R and Data visualization

Pablo Gomez

Introduction

What is this workshop?

This workshop is an introduction
DO NOT EXPECT TO MASTER R AFTER THE WORKSHOP
If you already have experience with R, is always nice to see how other people do things, so feel free to share!

Tentative Schedule

Workshop format

Homepage: https://cadms-ucd.github.io/PROCINORTE_TT/

Posit cloud

https://posit.cloud

It’s Lab time!

Introduction to R studio

Some programming concepts

Comments

COMMENT AS MUCH AS POSSIBLE!

# This is a comment in R it will be only for the user
This is not a comment and will cause an error

What is the difference between line 1 and 2?

YES! the # character will make everything after it a comment in that line of code

10 + 10 # Everything after will be a comment
7 + 4

Operators

Operators are characters with a specific function in R for example

3 + 3 # this is a sum operator

[1] 6

3 - 2 # this is a subtract operator

[1] 1

4 * 4 # This is a multiplication

[1] 16

Later we will see other kind of operators, but… DONT STRESS about learning everything.

Objects

Objects in R are containers for information, we can create objects with any names we want that start with a letter

myNumber <- 4
myResult <- 4 * 5

Storing multiple elements

Using the c() function

x <- c(1, 3, 5) # using the c() function
x

[1] 1 3 5

Using the list() function

y <- list(1, 3, 5) # using the list() function
y

[[1]]
[1] 1

[[2]]
[1] 3

[[3]]
[1] 5

Boolean logic

1 == 1 # is it equal?

[1] TRUE

1 != 1 # is it NOT equal?

[1] FALSE

1 %in% c(1, 2, 3) # is the number contained in the sequence?

[1] TRUE

Notice that we are using operators to make the comparisons

Functions

Functions are a special kind of object. Functions are objects that require arguments, the arguments needs to be inside parentheses.

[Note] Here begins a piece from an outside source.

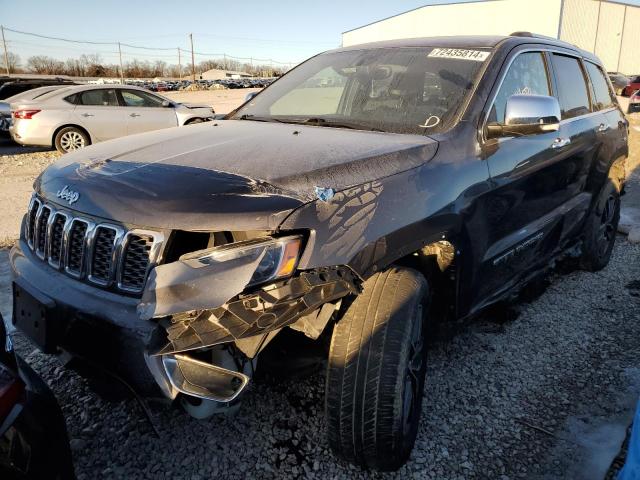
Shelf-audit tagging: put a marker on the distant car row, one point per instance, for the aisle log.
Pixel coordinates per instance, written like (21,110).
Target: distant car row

# create a sequence of numbers
seq(
  from = 0, # Starting number
  to = 80, # Ending number
  by = 20 # number increment of the sequence
)

[1]  0 20 40 60 80

Notice that the arguments are named in the function, the arguments in the function seq() function are from, to, by.

We can create our own functions, which we will talk more about in the labs

Variables in R

numeric, continuous numeric variables WITH any decimal values. For example: KG of product imported, probability of an event happening.
integer , Whole numbers WITHOUT decimal values. For example: Number of animals, number of shipments, etc..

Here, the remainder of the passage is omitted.